# How do you manage to stay on your horse when bucking?



## debsey1 (10 June 2011)

Out yesterday in wide open fields having a good canter/gallop, we were really enjoying ourselves, the sun was shinning the grass was green.....suddenly out of sheer exuberance my cob throws a buck, not huge but enough to throw me off balance and fall off.  Luckily, it was a soft landing and wasn't hurt.  My cob looks down on me as if to say ' it was only a little buck'

But how do you manage to stay on?  Up until yesterday we don't often get to canter but we can now as we have access to a 16 acre field.  I want to be prepare for the next time


----------



## DollyDolls (10 June 2011)

Hold onto the martingale neck strap, lift bum out of saddle (so it doesn't ping you forward like a catapult) and keep heels down!

It doesn't always work, but generally I can "sit" a few.


----------



## Pipkin (10 June 2011)

I find it a lot easier to sit to them when you know when they`re coming, i know when my girl is contemplating because she lower her head, when she does this i just sit deeper in the saddle and ride her forward whilst bringing her head up at the same time.

Sometime i dont bother and just hold on and let her rip


----------



## goneshowjumping (10 June 2011)

ditto the "sit to them" you need to keep your seat in the saddle, i can tell when my boy decides to let rip as his tail starts swishing and the head comes up!!!
if you can get on a tight circle they generally seem to find it harder to buck.


----------



## YasandCrystal (10 June 2011)

Definately by using a neck strap or an SOS saddle strap and standing in stirrups.

I would recommend you watch some vids on YouTube of Ellen Whitaker on her big grey!!


----------



## flyingfeet (10 June 2011)

1. Never let them canter with their heads on the floor

2. Keep to the centre of gravity, as this implies you were leaning a little too far forward if only a small one 

3. Invest in a stock saddle for broncing sessions


----------



## LizzyandToddy (10 June 2011)

Just sit deep and try to stay in balance, if you can feel for the movement you can often tell what your horse is about to do! Weight into heels really helps aswell


----------



## ThePony (10 June 2011)

If hacking and having a good blow out then I pull my stirrups up a bit and come out of the saddle, but being mindful to keep my legs loose, heels down and body balanced - with a thumb through my balance strap too if I think we might take a sudden turn of direction!! Imp not to allow your balance to come infront of your horse though.

If schooling then I keep my instructors info in mind - 'sit on it' and do just that! Shoulders back and loose with bottom sitting down properly, no tensing or tipping!
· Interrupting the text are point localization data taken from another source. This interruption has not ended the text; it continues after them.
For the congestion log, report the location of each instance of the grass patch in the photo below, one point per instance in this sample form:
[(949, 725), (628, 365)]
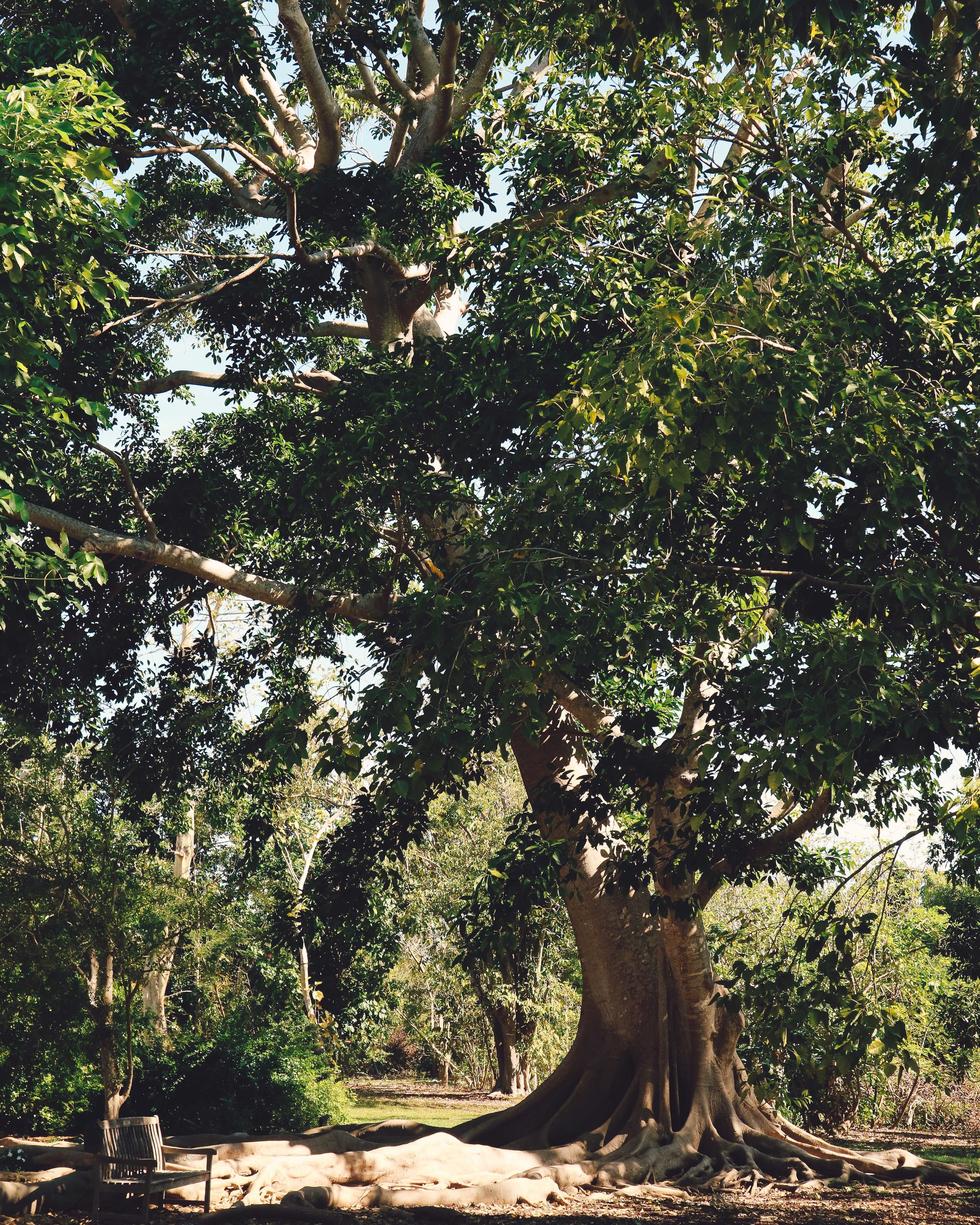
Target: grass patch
[(379, 1110), (968, 1157)]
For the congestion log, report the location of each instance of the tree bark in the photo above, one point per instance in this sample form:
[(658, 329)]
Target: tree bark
[(101, 999), (511, 1043), (155, 988), (655, 1053)]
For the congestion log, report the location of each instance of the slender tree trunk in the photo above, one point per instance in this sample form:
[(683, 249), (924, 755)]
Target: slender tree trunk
[(101, 990), (511, 1045), (304, 982), (155, 988)]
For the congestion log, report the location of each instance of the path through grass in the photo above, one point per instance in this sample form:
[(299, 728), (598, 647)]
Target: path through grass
[(422, 1102)]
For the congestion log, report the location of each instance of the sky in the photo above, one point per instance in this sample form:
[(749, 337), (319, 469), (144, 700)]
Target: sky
[(173, 414)]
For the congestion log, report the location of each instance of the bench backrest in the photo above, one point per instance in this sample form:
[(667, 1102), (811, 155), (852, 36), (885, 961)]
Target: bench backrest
[(139, 1136)]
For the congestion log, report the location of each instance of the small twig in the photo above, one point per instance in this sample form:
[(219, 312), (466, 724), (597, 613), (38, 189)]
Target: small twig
[(151, 527), (178, 303)]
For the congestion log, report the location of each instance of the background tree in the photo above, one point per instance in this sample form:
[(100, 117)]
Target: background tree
[(506, 927), (684, 517)]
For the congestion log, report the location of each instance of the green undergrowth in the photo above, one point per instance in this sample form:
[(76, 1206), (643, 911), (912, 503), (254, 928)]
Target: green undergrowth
[(378, 1110)]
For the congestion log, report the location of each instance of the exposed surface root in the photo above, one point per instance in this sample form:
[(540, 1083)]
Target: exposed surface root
[(320, 1174), (441, 1170)]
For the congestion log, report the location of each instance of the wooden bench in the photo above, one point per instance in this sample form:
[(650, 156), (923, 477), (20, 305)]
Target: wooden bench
[(134, 1159)]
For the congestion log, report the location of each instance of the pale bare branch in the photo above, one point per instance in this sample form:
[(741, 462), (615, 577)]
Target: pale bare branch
[(477, 80), (245, 195), (851, 220), (373, 607), (303, 143), (321, 96), (765, 848), (316, 381), (399, 136), (245, 89), (171, 304), (151, 527), (340, 327), (450, 46), (401, 87), (422, 51)]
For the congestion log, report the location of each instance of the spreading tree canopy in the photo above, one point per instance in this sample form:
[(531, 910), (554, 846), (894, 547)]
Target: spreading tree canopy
[(662, 478)]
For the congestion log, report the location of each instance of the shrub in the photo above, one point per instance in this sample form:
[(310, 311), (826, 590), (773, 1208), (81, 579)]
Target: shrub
[(241, 1080)]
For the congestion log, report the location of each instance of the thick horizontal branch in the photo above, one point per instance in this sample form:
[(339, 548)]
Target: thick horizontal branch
[(593, 716), (373, 607), (341, 327), (318, 381), (764, 848)]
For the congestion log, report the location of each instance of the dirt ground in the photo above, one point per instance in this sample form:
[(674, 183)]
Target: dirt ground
[(842, 1206)]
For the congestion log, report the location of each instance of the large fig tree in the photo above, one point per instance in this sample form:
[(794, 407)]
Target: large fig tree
[(663, 478)]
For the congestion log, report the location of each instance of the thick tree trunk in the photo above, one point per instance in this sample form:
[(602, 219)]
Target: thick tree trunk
[(652, 1089), (653, 1056), (155, 988)]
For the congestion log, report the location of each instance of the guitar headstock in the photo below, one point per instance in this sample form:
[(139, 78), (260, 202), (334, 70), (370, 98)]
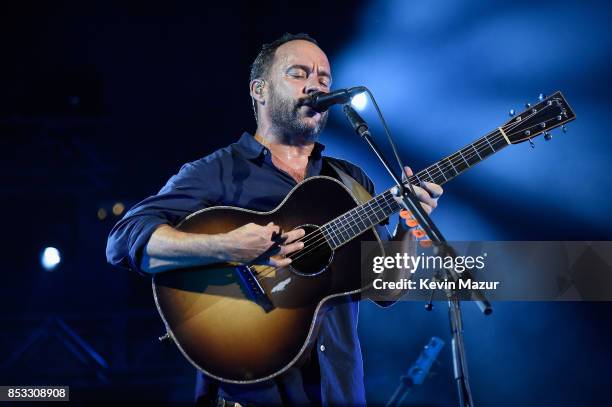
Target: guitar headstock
[(547, 114)]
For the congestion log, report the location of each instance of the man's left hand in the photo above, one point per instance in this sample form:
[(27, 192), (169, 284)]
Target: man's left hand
[(428, 193)]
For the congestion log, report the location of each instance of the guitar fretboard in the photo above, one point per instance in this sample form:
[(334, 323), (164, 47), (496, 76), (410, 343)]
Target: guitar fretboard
[(361, 218)]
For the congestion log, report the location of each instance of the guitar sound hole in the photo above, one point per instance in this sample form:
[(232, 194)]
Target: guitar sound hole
[(316, 255)]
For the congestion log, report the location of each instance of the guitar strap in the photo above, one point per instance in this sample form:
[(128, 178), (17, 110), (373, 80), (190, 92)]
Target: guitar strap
[(352, 184)]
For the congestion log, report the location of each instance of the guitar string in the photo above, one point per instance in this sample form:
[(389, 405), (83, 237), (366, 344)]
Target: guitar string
[(440, 172), (345, 227), (308, 239)]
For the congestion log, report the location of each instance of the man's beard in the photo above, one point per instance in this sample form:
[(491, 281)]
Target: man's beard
[(288, 122)]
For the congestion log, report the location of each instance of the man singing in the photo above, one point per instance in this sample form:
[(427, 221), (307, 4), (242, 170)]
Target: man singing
[(257, 172)]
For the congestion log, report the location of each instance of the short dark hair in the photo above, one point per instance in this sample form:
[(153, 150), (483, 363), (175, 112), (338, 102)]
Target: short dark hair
[(264, 60)]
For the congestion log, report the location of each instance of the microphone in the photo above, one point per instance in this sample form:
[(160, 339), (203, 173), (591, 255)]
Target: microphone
[(321, 101), (357, 123)]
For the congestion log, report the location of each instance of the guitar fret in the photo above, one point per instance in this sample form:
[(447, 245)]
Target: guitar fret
[(490, 145), (466, 163), (475, 149), (441, 171), (354, 222)]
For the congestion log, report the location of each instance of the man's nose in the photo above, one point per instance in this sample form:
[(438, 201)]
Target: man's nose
[(313, 86)]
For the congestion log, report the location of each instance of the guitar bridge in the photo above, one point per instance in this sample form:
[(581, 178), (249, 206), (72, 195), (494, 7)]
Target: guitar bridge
[(253, 288)]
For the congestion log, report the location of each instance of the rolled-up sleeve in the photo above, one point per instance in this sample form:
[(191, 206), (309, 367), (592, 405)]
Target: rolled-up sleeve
[(196, 186)]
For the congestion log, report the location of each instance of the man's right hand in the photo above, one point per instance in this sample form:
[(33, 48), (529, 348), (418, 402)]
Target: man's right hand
[(258, 244)]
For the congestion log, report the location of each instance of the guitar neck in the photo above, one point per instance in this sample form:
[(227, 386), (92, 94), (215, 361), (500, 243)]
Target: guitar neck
[(356, 221)]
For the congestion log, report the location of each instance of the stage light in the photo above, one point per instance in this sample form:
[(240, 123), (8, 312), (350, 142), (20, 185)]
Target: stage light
[(101, 213), (118, 208), (359, 101), (50, 258)]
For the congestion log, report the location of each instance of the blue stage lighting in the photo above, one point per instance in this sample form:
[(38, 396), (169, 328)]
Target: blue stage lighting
[(50, 258)]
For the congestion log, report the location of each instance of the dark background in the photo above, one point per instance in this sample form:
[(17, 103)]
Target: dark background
[(102, 102)]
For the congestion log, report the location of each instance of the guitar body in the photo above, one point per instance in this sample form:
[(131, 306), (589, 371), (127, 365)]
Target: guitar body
[(248, 324)]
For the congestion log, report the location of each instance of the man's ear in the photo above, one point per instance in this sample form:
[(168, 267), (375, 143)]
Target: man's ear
[(258, 87)]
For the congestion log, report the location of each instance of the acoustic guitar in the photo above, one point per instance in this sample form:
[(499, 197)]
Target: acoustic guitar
[(243, 323)]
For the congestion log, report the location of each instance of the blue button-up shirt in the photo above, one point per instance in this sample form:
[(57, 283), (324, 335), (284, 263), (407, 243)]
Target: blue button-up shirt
[(243, 175)]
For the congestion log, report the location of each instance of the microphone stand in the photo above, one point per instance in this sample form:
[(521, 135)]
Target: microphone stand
[(406, 198)]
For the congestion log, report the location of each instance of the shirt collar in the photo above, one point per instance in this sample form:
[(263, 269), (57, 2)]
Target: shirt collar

Don't think either of these would do much if my girl was set on having me off, but for her mardy or high jinks bounces then so far so good!


----------



## ngrace (10 June 2011)

Personally I find standing out of the saddle with weight in your stirrups very effective, whilst trying to get their head up. 
Having ridden a broncer I will always do this in future. 
Definitley agree with preemptive 'get-your-head-UP!' and driving on with your leg.


----------



## debsey1 (10 June 2011)

Thanks peeps for all the replies.  What makes it probably a bit more difficult is his gait is very 'choppy' even in canter, he goes at it like 'hammer & tong' wahoooo!!  whereas the tb has a long stride, a very comfortable canter.  

But I'll take your tips on board.  Thank you


----------



## Devonshire dumpling (10 June 2011)

Good replies, i am find with the head down, back leg bucks, but the time i fall off is when all 4 feet go up same time, his back is straight and his head between his knees, he sends up up verticle and my knees end up higher than the pommel, this is fine if he doesn't change direction as you land back in the saddle, but how do you stop yourself totally leaving the saddle, he literally ejects me out of the seat, like hes pressing a red button lol.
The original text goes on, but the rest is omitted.